Blue Fuel methanol production

As previously noted, Blue Fuel Energy is planning to use renewable electricity (hydro and wind), water, and carbon dioxide to produce Blue Fuel methanol as a biodiesel feedstock and a gasoline blendstock. In simple terms, we will do this by reacting hydrogen isolated through the electrolysis of water with waste carbon dioxide captured from a natural gas processing plant. The graphic below outlines the basic Blue Fuel methanol production process.

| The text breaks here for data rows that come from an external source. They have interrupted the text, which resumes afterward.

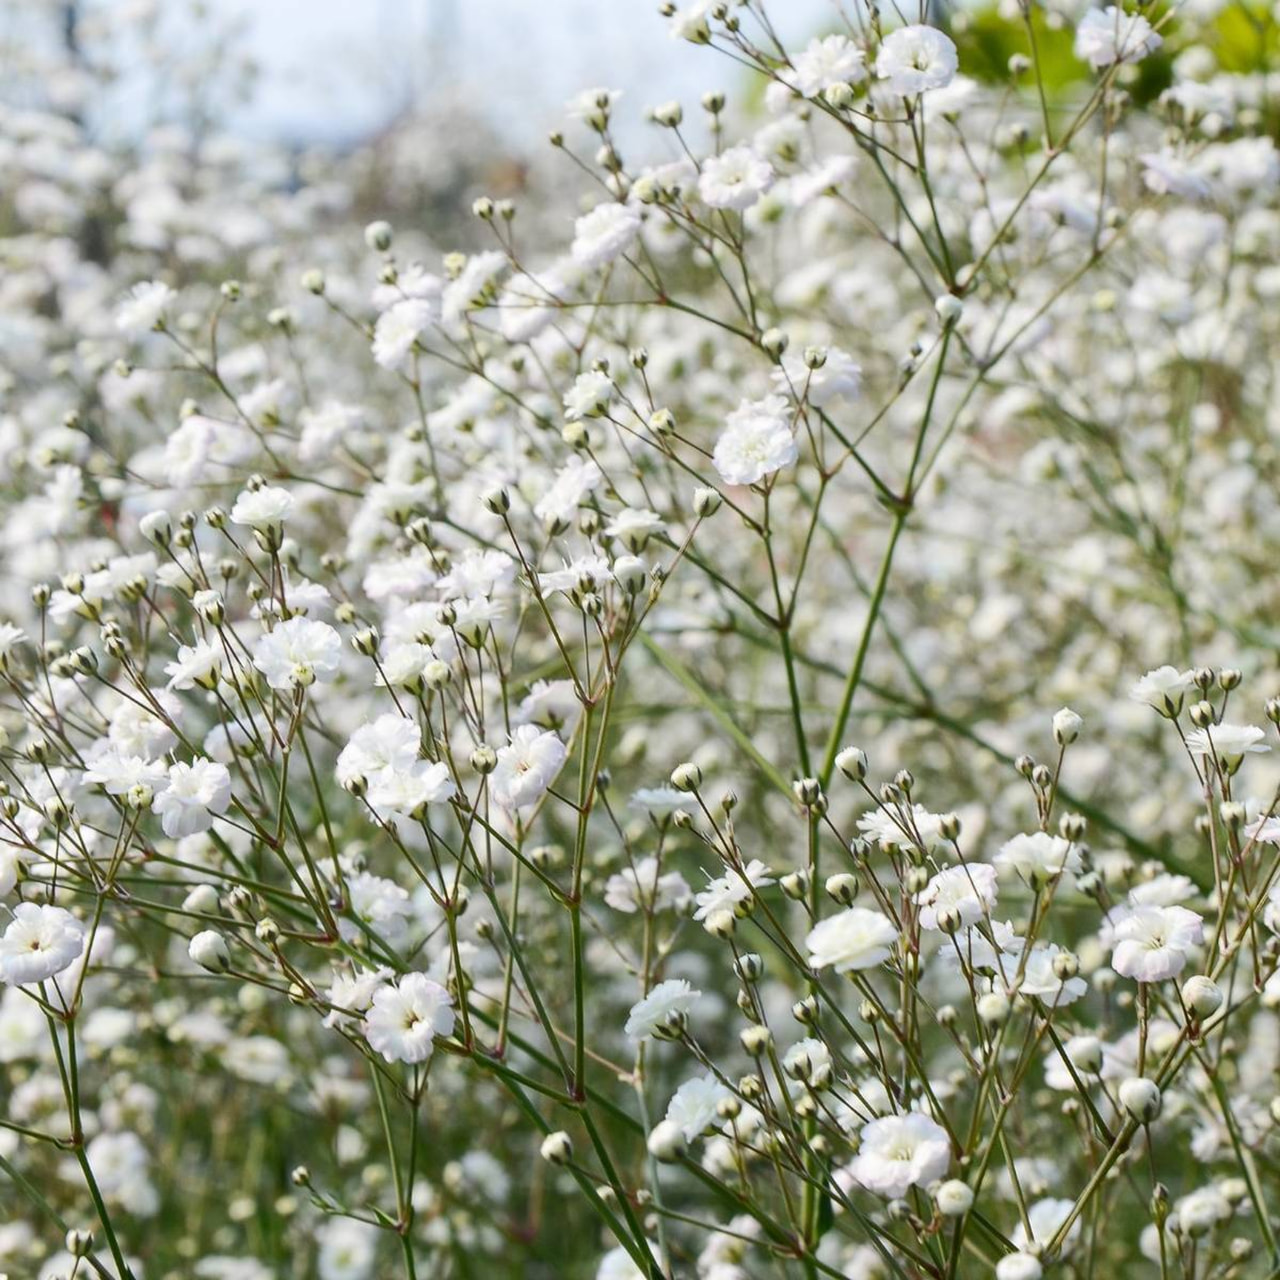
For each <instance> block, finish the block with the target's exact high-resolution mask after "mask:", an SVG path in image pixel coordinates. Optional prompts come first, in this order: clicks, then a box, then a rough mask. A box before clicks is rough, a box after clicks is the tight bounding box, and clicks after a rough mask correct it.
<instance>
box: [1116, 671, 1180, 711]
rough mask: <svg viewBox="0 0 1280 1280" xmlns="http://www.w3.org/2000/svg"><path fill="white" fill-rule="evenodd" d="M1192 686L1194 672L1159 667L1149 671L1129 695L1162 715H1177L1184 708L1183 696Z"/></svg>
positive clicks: (1137, 700) (1131, 691) (1134, 687)
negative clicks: (1154, 708) (1160, 713)
mask: <svg viewBox="0 0 1280 1280" xmlns="http://www.w3.org/2000/svg"><path fill="white" fill-rule="evenodd" d="M1190 687H1192V673H1190V672H1189V671H1179V669H1178V668H1176V667H1167V666H1166V667H1157V668H1156V669H1155V671H1148V672H1147V675H1146V676H1143V677H1142V680H1139V681H1138V682H1137V684H1135V685H1134V686H1133V689H1130V690H1129V696H1130V698H1132V699H1133V700H1134V701H1135V703H1143V704H1144V705H1147V707H1153V708H1155V709H1156V710H1157V712H1160V713H1161V716H1170V717H1172V716H1176V714H1178V713H1179V712H1180V710H1181V709H1183V698H1184V695H1185V694H1187V690H1188V689H1190Z"/></svg>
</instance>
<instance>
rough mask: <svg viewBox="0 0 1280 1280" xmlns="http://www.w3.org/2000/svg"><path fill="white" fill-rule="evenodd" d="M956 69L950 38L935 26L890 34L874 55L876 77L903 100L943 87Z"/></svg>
mask: <svg viewBox="0 0 1280 1280" xmlns="http://www.w3.org/2000/svg"><path fill="white" fill-rule="evenodd" d="M957 67H959V59H957V58H956V46H955V44H954V42H952V40H951V37H950V36H947V35H945V33H943V32H941V31H938V28H937V27H928V26H919V24H916V26H911V27H899V28H897V29H896V31H891V32H890V33H888V35H887V36H886V37H884V42H883V44H882V45H881V47H879V52H878V54H877V55H876V74H877V76H878V77H879V78H881V79H883V81H888V87H890V90H891V91H892V92H895V93H900V95H902V96H904V97H905V96H908V95H910V93H923V92H925V91H927V90H932V88H946V87H947V84H950V83H951V81H952V78H954V77H955V73H956V68H957Z"/></svg>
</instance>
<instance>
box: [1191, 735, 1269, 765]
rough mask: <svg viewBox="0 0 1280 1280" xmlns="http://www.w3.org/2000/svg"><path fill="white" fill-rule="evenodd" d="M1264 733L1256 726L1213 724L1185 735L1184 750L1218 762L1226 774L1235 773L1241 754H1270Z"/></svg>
mask: <svg viewBox="0 0 1280 1280" xmlns="http://www.w3.org/2000/svg"><path fill="white" fill-rule="evenodd" d="M1265 737H1266V732H1265V731H1263V730H1261V728H1258V727H1257V724H1225V723H1224V724H1213V726H1212V727H1210V728H1198V730H1196V731H1194V732H1193V733H1188V735H1187V750H1188V751H1190V753H1192V755H1206V756H1212V758H1213V759H1216V760H1219V763H1220V764H1221V765H1222V768H1225V769H1226V772H1228V773H1235V771H1236V769H1238V768H1239V767H1240V763H1242V762H1243V760H1244V756H1245V755H1254V754H1257V753H1260V751H1270V750H1271V748H1270V746H1267V744H1266V742H1263V741H1262V739H1265Z"/></svg>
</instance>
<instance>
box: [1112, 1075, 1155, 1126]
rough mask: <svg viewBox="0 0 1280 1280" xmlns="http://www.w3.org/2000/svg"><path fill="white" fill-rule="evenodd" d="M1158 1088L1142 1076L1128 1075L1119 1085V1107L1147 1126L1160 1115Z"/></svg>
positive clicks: (1154, 1083) (1152, 1083)
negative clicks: (1121, 1107)
mask: <svg viewBox="0 0 1280 1280" xmlns="http://www.w3.org/2000/svg"><path fill="white" fill-rule="evenodd" d="M1160 1102H1161V1098H1160V1087H1158V1085H1157V1084H1156V1082H1155V1080H1148V1079H1147V1078H1146V1076H1144V1075H1130V1076H1129V1079H1128V1080H1125V1082H1124V1083H1123V1084H1121V1085H1120V1106H1123V1107H1124V1108H1125V1111H1128V1112H1129V1115H1132V1116H1133V1117H1134V1120H1138V1121H1140V1123H1142V1124H1149V1123H1151V1121H1152V1120H1155V1119H1156V1116H1158V1115H1160Z"/></svg>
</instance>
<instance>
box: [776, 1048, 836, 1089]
mask: <svg viewBox="0 0 1280 1280" xmlns="http://www.w3.org/2000/svg"><path fill="white" fill-rule="evenodd" d="M782 1070H783V1071H786V1073H787V1075H790V1076H792V1078H794V1079H796V1080H804V1083H805V1084H808V1085H809V1088H810V1089H822V1088H826V1087H827V1085H828V1084H829V1083H831V1071H832V1066H831V1050H829V1048H828V1047H827V1044H826V1043H824V1042H823V1041H820V1039H814V1038H812V1037H810V1038H808V1039H803V1041H796V1043H795V1044H792V1046H791V1048H788V1050H787V1051H786V1053H785V1055H783V1057H782Z"/></svg>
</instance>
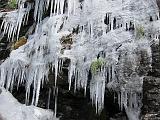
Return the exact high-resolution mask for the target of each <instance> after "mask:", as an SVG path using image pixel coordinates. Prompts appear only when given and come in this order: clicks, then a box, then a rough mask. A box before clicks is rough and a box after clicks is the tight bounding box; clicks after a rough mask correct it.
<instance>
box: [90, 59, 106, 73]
mask: <svg viewBox="0 0 160 120" xmlns="http://www.w3.org/2000/svg"><path fill="white" fill-rule="evenodd" d="M105 63H106V62H105V60H104V59H102V58H99V59H96V60H94V61H93V62H92V63H91V73H92V74H96V73H97V72H99V71H100V70H101V68H102V67H103V66H104V65H105Z"/></svg>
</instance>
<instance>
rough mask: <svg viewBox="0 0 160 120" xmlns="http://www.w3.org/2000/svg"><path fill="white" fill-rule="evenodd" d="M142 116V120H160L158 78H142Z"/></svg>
mask: <svg viewBox="0 0 160 120" xmlns="http://www.w3.org/2000/svg"><path fill="white" fill-rule="evenodd" d="M142 115H143V117H142V118H143V120H159V119H160V78H156V77H150V76H149V77H144V81H143V108H142Z"/></svg>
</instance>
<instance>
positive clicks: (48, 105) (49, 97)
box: [47, 88, 51, 109]
mask: <svg viewBox="0 0 160 120" xmlns="http://www.w3.org/2000/svg"><path fill="white" fill-rule="evenodd" d="M50 99H51V88H49V91H48V103H47V108H48V109H49V106H50Z"/></svg>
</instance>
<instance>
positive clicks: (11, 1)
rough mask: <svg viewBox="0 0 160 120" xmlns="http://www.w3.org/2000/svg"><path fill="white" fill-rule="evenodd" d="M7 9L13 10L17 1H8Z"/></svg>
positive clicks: (15, 5)
mask: <svg viewBox="0 0 160 120" xmlns="http://www.w3.org/2000/svg"><path fill="white" fill-rule="evenodd" d="M7 6H8V7H9V8H11V9H15V8H16V7H17V1H16V0H9V2H8V5H7Z"/></svg>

The first step in planning Blue Fuel methanol production using these feedstocks was to work back from an off-the-shelf, world-class scale methanol plant in order to minimize unit cost. In methanol production, size matters. A 1.5 million litres/day methanol plant requires about 2100 tons of carbon dioxide and 280 tons of hydrogen per day. Spectra Energy's natural gas processing facility in the Pine River valley near Chetwynd emits about 2200 tons of carbon dioxide/day—the perfect amount. It also has several other redeeming features that make it an ideal site for Blue Fuel methanol production:

1. it is near a good source of water that can be converted to 280 tons of hydrogen/day through electrolysis;


2. it is not far from a high-voltage power line;


3. there is sufficient land in the valley for constructing the world’s largest array of electrolyzers and other Blue Fuel methanol production facilities;


4. it is serviced by a trunk line of the CN main line.

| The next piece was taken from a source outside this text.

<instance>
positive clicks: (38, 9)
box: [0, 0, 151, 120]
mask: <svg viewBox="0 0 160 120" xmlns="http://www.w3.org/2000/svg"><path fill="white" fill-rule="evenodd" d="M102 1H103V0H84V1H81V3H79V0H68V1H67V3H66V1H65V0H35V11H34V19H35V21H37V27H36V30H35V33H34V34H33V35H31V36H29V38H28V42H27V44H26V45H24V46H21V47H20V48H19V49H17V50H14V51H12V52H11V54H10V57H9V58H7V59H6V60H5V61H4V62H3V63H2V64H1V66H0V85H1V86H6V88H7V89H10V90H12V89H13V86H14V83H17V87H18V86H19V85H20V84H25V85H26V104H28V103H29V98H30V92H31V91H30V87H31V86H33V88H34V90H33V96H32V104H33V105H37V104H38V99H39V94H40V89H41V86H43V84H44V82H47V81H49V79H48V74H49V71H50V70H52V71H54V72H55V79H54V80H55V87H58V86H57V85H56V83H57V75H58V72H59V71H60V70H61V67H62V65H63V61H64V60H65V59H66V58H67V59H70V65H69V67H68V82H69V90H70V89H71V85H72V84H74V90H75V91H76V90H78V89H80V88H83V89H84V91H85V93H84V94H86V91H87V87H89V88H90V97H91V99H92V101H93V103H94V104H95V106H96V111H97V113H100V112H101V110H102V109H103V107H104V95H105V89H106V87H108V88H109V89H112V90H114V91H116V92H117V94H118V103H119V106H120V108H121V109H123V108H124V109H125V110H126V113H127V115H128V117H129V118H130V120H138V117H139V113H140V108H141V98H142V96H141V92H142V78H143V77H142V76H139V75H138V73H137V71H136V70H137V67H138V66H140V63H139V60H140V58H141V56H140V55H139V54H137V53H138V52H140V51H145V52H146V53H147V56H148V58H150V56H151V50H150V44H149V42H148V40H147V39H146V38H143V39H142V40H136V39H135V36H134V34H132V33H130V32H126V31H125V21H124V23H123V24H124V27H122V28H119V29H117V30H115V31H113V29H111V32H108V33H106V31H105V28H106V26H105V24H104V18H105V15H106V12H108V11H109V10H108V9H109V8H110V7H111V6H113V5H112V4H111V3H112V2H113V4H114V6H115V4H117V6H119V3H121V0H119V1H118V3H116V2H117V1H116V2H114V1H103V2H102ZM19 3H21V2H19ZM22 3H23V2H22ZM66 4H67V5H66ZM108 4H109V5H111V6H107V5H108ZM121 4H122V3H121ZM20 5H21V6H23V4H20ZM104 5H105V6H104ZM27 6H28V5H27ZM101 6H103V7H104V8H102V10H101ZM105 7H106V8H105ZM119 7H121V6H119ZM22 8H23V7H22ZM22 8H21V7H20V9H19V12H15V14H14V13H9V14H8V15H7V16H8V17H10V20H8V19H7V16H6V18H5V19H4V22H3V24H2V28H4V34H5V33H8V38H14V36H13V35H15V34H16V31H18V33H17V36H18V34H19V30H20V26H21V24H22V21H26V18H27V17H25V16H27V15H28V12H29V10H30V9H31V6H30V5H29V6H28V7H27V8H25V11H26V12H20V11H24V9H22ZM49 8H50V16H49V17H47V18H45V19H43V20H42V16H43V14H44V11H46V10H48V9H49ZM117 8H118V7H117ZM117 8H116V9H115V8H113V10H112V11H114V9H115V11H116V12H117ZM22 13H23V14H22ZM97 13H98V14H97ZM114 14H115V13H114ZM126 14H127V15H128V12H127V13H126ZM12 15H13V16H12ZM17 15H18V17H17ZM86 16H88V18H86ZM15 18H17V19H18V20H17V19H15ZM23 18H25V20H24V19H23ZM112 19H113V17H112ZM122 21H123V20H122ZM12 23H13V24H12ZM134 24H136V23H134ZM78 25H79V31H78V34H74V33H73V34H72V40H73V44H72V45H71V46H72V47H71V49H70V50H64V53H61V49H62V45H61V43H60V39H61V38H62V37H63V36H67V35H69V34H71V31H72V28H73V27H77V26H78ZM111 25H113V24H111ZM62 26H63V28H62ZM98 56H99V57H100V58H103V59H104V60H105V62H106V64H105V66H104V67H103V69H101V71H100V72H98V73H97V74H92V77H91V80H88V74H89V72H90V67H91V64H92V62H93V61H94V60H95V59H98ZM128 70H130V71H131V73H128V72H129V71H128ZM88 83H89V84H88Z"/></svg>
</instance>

Natural gas processors such as Spectra purify natural gas by removing from it various substances, including the acid gases hydrogen sulfide (H2S) and carbon dioxide, which Spectra simply releases into the atmosphere. The alternatives are to sequester it or, as Blue Fuel Energy plans to do, recycle it. At a natural gas processing plant, carbon dioxide recycling starts by extracting it, along with H2S, from natural gas (sour gas) using amine solutions. The CO2 and H2S solution is regenerated and the liberated CO2 and H2S are treated in the Claus process to produce solid sulfur. The gas generated in the process contains CO2 and traces of H2S and sulfur dioxide (SO2). Since H2S is very toxic, this gas mixture is burned in air to convert the residual H2S to SO2. The vented gas contains air, CO2 (~10%), and traces of SO2. In order to capture pure CO2, the gas from the Claus process is treated to remove the sulfur-based impurities. The graphic below illustrates CO2 capture and purification at a natural gas processing facility.

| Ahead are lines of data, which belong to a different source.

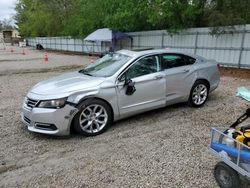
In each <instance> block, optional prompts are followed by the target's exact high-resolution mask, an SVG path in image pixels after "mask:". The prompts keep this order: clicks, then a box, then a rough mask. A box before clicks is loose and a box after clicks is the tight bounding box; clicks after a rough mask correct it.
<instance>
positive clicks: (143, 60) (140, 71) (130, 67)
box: [127, 56, 160, 79]
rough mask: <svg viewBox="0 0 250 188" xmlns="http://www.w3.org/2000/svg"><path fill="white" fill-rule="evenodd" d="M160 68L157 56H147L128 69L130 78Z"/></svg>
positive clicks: (158, 68)
mask: <svg viewBox="0 0 250 188" xmlns="http://www.w3.org/2000/svg"><path fill="white" fill-rule="evenodd" d="M159 70H160V66H159V60H158V57H157V56H150V57H145V58H143V59H141V60H139V61H138V62H136V63H135V64H134V65H132V66H131V67H130V68H129V69H128V71H127V77H128V78H130V79H131V78H135V77H139V76H143V75H147V74H152V73H155V72H158V71H159Z"/></svg>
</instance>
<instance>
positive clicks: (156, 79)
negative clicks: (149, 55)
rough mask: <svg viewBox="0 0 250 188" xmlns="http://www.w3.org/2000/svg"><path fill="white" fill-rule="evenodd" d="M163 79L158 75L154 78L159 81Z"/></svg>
mask: <svg viewBox="0 0 250 188" xmlns="http://www.w3.org/2000/svg"><path fill="white" fill-rule="evenodd" d="M162 78H163V75H158V76H155V80H160V79H162Z"/></svg>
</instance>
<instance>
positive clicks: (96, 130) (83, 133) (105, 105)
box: [74, 99, 112, 136]
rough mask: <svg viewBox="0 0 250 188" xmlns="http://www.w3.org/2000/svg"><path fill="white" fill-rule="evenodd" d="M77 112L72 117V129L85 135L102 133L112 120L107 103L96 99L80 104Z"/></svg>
mask: <svg viewBox="0 0 250 188" xmlns="http://www.w3.org/2000/svg"><path fill="white" fill-rule="evenodd" d="M79 109H80V110H79V112H78V114H77V115H76V117H75V118H74V129H75V130H76V131H77V132H78V133H80V134H82V135H85V136H96V135H98V134H101V133H103V132H104V131H105V130H106V129H107V128H108V126H109V124H110V123H111V120H112V113H111V109H110V107H109V105H108V104H106V103H105V102H104V101H101V100H98V99H91V100H86V101H84V102H83V103H82V104H80V107H79Z"/></svg>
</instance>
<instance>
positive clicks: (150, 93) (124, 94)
mask: <svg viewBox="0 0 250 188" xmlns="http://www.w3.org/2000/svg"><path fill="white" fill-rule="evenodd" d="M126 75H127V79H131V80H132V82H134V83H135V89H136V91H135V92H134V93H133V94H132V95H127V94H126V89H127V87H126V86H124V82H120V83H118V85H117V95H118V105H119V109H120V114H121V115H122V116H126V115H131V114H134V113H139V112H142V111H146V110H149V109H153V108H156V107H160V106H164V105H165V102H166V97H165V92H166V79H165V74H164V71H161V67H160V60H159V56H158V55H152V56H147V57H143V58H141V59H139V60H138V61H136V62H135V63H133V65H132V66H130V67H129V68H128V70H126Z"/></svg>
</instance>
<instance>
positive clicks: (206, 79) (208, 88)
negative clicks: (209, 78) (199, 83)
mask: <svg viewBox="0 0 250 188" xmlns="http://www.w3.org/2000/svg"><path fill="white" fill-rule="evenodd" d="M197 81H203V82H205V83H206V84H207V86H208V91H209V90H210V82H209V81H208V80H207V79H205V78H197V79H196V80H195V82H197ZM195 82H194V83H195ZM193 85H194V84H193Z"/></svg>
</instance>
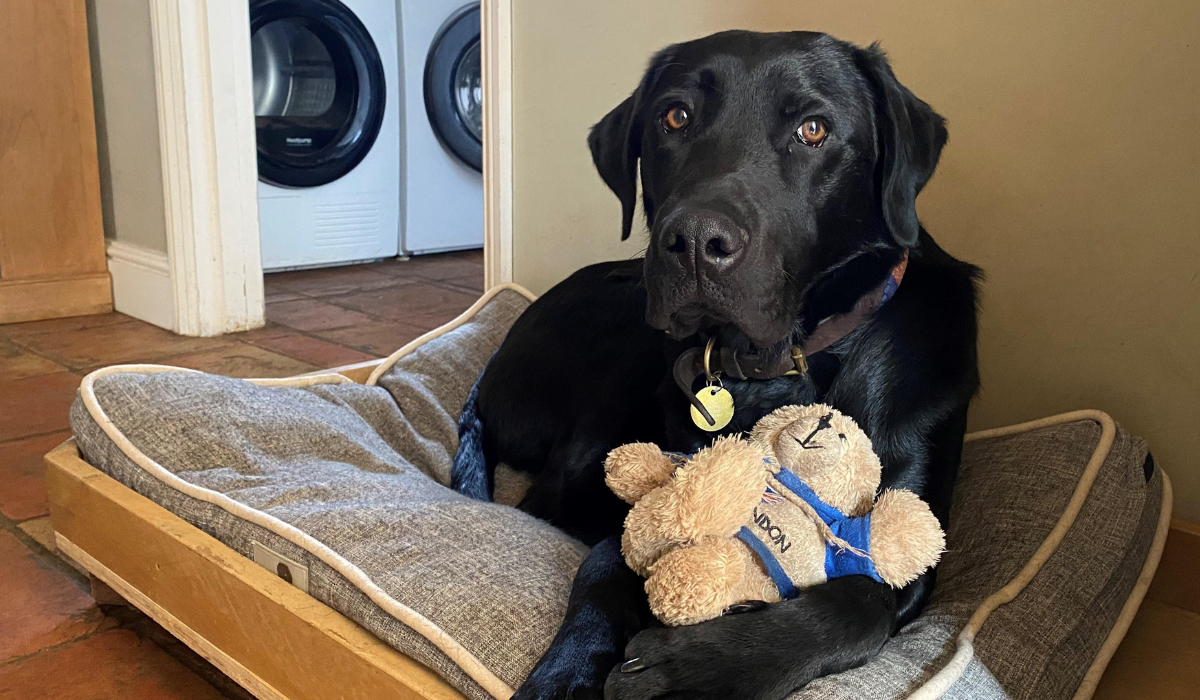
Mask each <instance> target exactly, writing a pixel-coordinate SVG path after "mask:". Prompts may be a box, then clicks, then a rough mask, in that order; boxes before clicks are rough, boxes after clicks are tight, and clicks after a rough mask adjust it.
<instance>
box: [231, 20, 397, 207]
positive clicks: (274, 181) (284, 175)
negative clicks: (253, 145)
mask: <svg viewBox="0 0 1200 700" xmlns="http://www.w3.org/2000/svg"><path fill="white" fill-rule="evenodd" d="M250 31H251V40H250V41H251V54H252V60H253V72H254V126H256V130H257V134H258V178H259V179H260V180H263V181H264V183H269V184H271V185H278V186H283V187H316V186H318V185H324V184H326V183H332V181H334V180H336V179H338V178H341V177H342V175H344V174H346V173H349V172H350V170H353V169H354V167H355V166H358V164H359V163H360V162H361V161H362V158H364V157H366V155H367V152H368V151H370V150H371V146H372V145H373V144H374V140H376V137H378V136H379V127H380V125H382V124H383V112H384V104H385V102H386V90H385V85H384V76H383V62H382V61H380V59H379V52H378V49H376V44H374V42H373V41H372V40H371V34H370V32H368V31H367V30H366V28H365V26H362V23H361V22H360V20H359V18H358V17H355V14H354V12H352V11H350V10H349V8H348V7H347V6H346V5H342V4H341V2H338V1H337V0H253V1H252V2H251V4H250Z"/></svg>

As for obtaining 280 tons/day of hydrogen, this will require the world’s largest array of 300 plus 2 MW electrolyzers, which will pass an electric current through water from the river and decompose it into its constituent parts: hydrogen and oxygen. Statoil Hydro of Norway, the world-leader in water electrolysis equipment, has expressed their intention to supply and install the array, which will require an estimated 624 MW of electricity to operate—power that can be effectively provided by developing choice nearby wind farm sites and integrating them with existing hydro power infrastructure. Blue Fuel methanol production will create tremendous demand for renewable electricity in northeastern BC and, because methanol is a superb energy carrier, become an excellent means of transmitting stranded wind-generated electricity to distant markets. Blue Fuel Energy has formally applied to BC Hydro and BC Transmission for the required power and interconnect to the grid.